Le scrutin présidentiel de 1936 aux États-Unis fut l’occasion du premier coup de force des sondages d’opinion : prenant le contrepied du respecté Literary Digest annonçant la défaite de Roosevelt, George Gallup, fondateur de l’un des plus puissants instituts de sondage actuels, avait correctement prédit sa victoire. Alors que le Literary Digest s’appuyait sur les résultats d’une coûteuse campagne de consultation auprès de millions d’Américains, Gallup s’était contenté de quelques milliers de répondants, sélectionnés selon la méthodologie naissante des sondages.

Cette date marque la rapide montée en puissance de ces techniques aux États-Unis, puis dans le reste du monde. Aujourd’hui, les sondages scrutent les moindres recoins de l’opinion dans les domaines politiques, sociaux, et surtout commerciaux. Divers instituts fabriquent et analysent quotidiennement l’opinion publique, avec le soutien des médias, des politiques, des entreprises et des citoyens eux-mêmes -curieux de connaître ce qu’ils pensent collectivement.

La puissance de cette industrie n’est pas sans questionner le fonctionnement de nos démocraties. L’opinion publique analysée par les sondages est une parole collectée et élaborée par des techniciens qui transforment un petit nombre d’opinions individuelles en une parole collective reflétant l’avis de l’ensemble des Français. Dans les sondages politiques, très souvent administrés auprès de 1 000 répondants, chaque personne parle au nom de 50 000 autres par la magie opaque de la représentativité.
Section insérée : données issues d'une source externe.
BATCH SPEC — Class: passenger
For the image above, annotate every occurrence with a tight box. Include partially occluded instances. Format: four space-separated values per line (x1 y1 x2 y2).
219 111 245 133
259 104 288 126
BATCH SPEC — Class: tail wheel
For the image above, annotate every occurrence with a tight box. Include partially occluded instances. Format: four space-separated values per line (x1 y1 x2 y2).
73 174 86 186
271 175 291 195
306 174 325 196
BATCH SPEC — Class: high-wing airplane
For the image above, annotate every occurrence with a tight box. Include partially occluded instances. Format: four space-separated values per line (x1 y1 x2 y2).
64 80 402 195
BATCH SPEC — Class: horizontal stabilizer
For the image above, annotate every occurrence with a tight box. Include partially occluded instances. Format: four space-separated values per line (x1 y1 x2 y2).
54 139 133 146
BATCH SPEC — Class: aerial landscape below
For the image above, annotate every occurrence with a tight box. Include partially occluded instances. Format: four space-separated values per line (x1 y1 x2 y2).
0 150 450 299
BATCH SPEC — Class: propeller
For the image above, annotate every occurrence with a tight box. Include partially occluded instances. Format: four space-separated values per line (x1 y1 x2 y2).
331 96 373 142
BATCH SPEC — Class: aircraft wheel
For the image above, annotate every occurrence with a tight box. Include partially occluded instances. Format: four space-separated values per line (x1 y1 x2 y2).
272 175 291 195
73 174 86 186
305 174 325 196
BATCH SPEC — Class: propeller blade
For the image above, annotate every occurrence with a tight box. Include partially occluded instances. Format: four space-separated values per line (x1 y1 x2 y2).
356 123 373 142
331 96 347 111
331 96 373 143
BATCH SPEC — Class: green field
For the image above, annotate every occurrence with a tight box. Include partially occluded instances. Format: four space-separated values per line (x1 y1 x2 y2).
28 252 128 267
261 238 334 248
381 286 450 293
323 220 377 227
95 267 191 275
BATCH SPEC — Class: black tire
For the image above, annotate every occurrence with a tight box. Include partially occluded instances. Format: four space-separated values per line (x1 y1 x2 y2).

Les sondages, en tant que technologie d’élaboration d’une parole collective, organisent l’expression des masses, sans que les individus aient à se prononcer. Enfin, le travail de mise en questions (et en réponses) réalisé par cette profession joue un rôle fondamental dans la définition des termes des débats publics, sans que soit exercé un réel contrôle démocratique sur leur activité.

« J’ai le sentiment que la plupart des gens ont des opinions qui ne sont que des bruits qu’ils émettent », confiait Gallup en 1939 à l’université de Chicago. Des bruits aujourd’hui amplifiés et organisés en une logorrhée tyrannique.